Abstract
Purpose :
Mutations leading to protein misfolding are associated with many retinal dystrophies. The cellular response to this can result in reduced expression or mislocalisation of the mutant protein. Gene therapy is expensive and can time consuming to develop, and is restricted to autosomal recessive disease. We sought to identify small molecules that could rescue the function of multiple mutant alleles associated with different modes of inheritance as a faster and more economic approach to developing therapeutic agents using bestrophin-1 as an exemplar.
Methods :
Expression and localization of wildtype and mutant bestrophin-1 was tested by western blot and immunofluorescence in stably-transfected MDCKII cell lines. Whole-cell patch-clamp was performed on transiently transfected HEK293T cells for functional analysis. Sodium phenylbutyrate (4PBA) and its analogue 2-Naphthoxyacetic acid sodium salt (2-NOAA) were tested for their ability to rescue the expression and function of mutant bestrophin-1.
Results :
Western blot result showed that the expression level of mutant bestrophhin-1 was significantly increased by 4PBA (p<0.05) or 2-NOAA (p<0.001) compared to the untreated groups.
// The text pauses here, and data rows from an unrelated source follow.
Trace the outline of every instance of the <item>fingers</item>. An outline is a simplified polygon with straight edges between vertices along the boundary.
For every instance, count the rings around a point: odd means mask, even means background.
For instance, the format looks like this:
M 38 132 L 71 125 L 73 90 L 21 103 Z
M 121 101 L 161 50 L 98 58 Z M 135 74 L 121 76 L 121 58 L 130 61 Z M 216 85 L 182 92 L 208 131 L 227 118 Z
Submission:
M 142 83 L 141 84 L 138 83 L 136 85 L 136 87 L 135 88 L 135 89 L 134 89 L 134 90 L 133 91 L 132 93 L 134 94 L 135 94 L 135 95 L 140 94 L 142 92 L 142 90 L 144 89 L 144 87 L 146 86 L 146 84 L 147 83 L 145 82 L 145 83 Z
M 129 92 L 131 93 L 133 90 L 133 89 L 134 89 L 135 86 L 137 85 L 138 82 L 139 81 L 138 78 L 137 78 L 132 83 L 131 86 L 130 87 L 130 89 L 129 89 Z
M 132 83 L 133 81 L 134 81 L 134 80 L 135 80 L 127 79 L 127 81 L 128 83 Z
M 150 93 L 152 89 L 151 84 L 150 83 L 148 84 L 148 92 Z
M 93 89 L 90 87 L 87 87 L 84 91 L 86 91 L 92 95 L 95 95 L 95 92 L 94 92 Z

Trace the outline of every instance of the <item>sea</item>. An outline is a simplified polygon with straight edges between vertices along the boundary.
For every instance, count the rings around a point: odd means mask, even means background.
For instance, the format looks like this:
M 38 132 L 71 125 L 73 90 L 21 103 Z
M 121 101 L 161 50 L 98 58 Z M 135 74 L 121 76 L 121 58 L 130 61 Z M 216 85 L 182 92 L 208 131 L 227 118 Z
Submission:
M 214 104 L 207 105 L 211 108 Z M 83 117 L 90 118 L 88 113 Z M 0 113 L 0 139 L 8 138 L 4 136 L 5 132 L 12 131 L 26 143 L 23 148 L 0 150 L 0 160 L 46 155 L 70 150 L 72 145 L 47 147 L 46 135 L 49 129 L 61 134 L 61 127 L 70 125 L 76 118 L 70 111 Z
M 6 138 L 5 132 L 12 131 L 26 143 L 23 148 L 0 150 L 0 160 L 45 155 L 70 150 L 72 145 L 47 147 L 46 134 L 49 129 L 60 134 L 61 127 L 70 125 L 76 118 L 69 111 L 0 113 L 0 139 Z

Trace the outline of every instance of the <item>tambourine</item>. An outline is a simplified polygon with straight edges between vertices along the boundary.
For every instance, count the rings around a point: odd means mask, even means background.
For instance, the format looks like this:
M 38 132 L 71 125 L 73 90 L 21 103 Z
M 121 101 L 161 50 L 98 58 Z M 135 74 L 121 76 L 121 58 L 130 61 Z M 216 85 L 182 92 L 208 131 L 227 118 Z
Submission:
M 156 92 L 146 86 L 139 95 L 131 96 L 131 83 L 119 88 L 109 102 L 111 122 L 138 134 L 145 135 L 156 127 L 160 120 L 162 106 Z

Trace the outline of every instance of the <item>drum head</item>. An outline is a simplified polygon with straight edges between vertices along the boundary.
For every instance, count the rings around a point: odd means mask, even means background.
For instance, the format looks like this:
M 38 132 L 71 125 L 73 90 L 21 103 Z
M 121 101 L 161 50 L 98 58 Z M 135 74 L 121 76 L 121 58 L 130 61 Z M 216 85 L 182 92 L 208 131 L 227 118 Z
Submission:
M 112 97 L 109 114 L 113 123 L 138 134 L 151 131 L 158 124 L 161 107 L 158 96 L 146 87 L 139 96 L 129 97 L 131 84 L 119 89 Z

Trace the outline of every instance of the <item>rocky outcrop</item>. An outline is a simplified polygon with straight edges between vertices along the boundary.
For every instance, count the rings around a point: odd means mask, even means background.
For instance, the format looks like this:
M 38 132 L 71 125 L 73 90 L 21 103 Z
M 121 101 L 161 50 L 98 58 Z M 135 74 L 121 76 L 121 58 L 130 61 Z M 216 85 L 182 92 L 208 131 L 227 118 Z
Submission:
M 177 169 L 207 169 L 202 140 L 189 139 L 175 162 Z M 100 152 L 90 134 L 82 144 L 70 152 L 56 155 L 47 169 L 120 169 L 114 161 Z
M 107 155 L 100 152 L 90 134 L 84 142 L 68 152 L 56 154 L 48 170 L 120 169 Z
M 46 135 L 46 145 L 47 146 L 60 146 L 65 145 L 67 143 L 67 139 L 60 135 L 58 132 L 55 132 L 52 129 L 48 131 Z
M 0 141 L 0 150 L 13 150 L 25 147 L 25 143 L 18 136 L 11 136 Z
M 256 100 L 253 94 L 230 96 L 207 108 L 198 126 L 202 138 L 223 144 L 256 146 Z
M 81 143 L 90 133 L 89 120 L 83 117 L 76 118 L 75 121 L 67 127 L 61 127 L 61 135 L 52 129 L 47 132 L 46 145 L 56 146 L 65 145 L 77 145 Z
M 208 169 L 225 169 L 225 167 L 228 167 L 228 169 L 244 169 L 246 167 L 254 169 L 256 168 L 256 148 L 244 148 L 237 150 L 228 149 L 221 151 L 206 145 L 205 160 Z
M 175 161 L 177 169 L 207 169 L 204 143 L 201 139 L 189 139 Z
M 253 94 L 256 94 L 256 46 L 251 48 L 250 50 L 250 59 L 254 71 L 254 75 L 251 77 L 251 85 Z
Immunofluorescence showed that the membrane-localized mutant bestrophin-1 was remarkably increased by 4PBA (p<0.05) or 2-NOAA (p<0.01) treatment. The impaired Cl- channel function of the dominant mutants was partially rescued by the treatment (p<0.05 compared to the untreated group and p<0.05 compared to the wild-type) and that of the recessive mutant was fully restored to the wild-type level.
Conclusions :
Our data demonstrates that small molecules can restore the expression, trafficking and channel function of autosomal dominant and recessive mutant bestrophin-1 in vitro, paving the way for using small molecules as a therapy for bestrophinopathies.
This abstract was presented at the 2019 ARVO Annual Meeting, held in Vancouver, Canada, April 28 - May 2, 2019.